Nicht jeder Diebstahl passiert absichtlich
Aber nicht jeder Diebstahl passiert absichtlich. Hin und wieder komme es vor, dass beim Scannen ein Artikel "vergessen" werde, weiß Jessica Renziehausen. "Dem gehen wir nach. Häufig gibt es aber ehrliche Kunden, denen zu Hause auf dem Bon ein Fehler auffällt, und sie kommen dann am nächsten personalbesetzten Tag in die Filiale, um ihre Schulden zu begleichen." Die Pressesprecherin warnt: Letztendlich beklaue sich der Ort mit jedem Diebstahl selbst. "Wenn die Filiale zu schlecht läuft, werden wir sie wieder schließen - und die Einkaufsmöglichkeit ist weg."

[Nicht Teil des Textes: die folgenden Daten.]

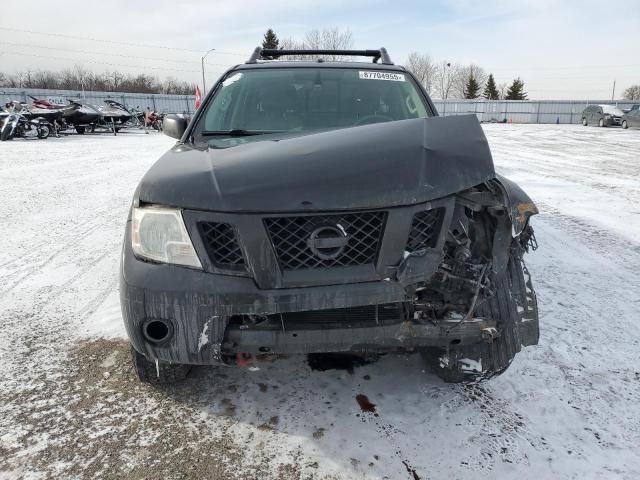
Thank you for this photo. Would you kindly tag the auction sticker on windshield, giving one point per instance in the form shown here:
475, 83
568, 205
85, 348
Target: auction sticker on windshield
395, 77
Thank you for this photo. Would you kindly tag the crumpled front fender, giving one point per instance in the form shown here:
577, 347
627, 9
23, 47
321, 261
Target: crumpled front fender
519, 204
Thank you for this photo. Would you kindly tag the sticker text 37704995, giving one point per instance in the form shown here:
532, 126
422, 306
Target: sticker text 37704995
394, 77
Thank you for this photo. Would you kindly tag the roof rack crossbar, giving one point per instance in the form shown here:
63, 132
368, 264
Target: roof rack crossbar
271, 53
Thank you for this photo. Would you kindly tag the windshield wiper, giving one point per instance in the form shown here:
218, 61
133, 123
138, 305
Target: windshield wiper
238, 132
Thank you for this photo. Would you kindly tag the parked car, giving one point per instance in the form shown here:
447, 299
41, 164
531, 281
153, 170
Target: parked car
602, 115
324, 206
631, 118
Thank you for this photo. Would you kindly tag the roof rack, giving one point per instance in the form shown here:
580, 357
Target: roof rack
271, 54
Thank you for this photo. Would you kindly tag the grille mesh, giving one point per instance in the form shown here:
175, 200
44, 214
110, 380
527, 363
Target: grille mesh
425, 229
289, 236
222, 244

Nein, das wollen wir nicht. Ich gehe brav zur Selbstbedienungskasse und packe meine Waren aus dem Korb. Ich lege meine Tante-Enso-Karte aufs Lesegerät. Ein grünes Licht erscheint. Jetzt darf ich mit der "Pistole" spielen: Mit dem Handscanner werden die Strichcodes auf den Waren von der Kasse erfasst. Und was mache ich mit dem Blumenkohl? Hier muss ich mich ein wenig durchs Menü klicken und die passende Kategorie auswählen. Auch kein Problem. Das war's, jetzt wird bezahlt. Das System bietet mir zwei Möglichkeiten: Entweder lasse ich den Einkauf mit meinem Guthaben auf der Tante-Enso-Karte verrechnen oder ich wähle "Auf Rechnung". Dann werden die Einkäufe von meinem Bankkonto abgebucht. Ich entscheide mich für die zweite Variante. Fertig. Die Maschine spuckt eine Quittung aus und der Nacht-Einkauf ist erledigt.
Fazit: Wer die Ruhe liebt beim Einkaufen, dem wird der nächtliche Bummel bei "Tante Enso" gefallen. Kein Stress, kein Gedränge, kein Warten. Ein fast meditatives Einkaufserlebnis.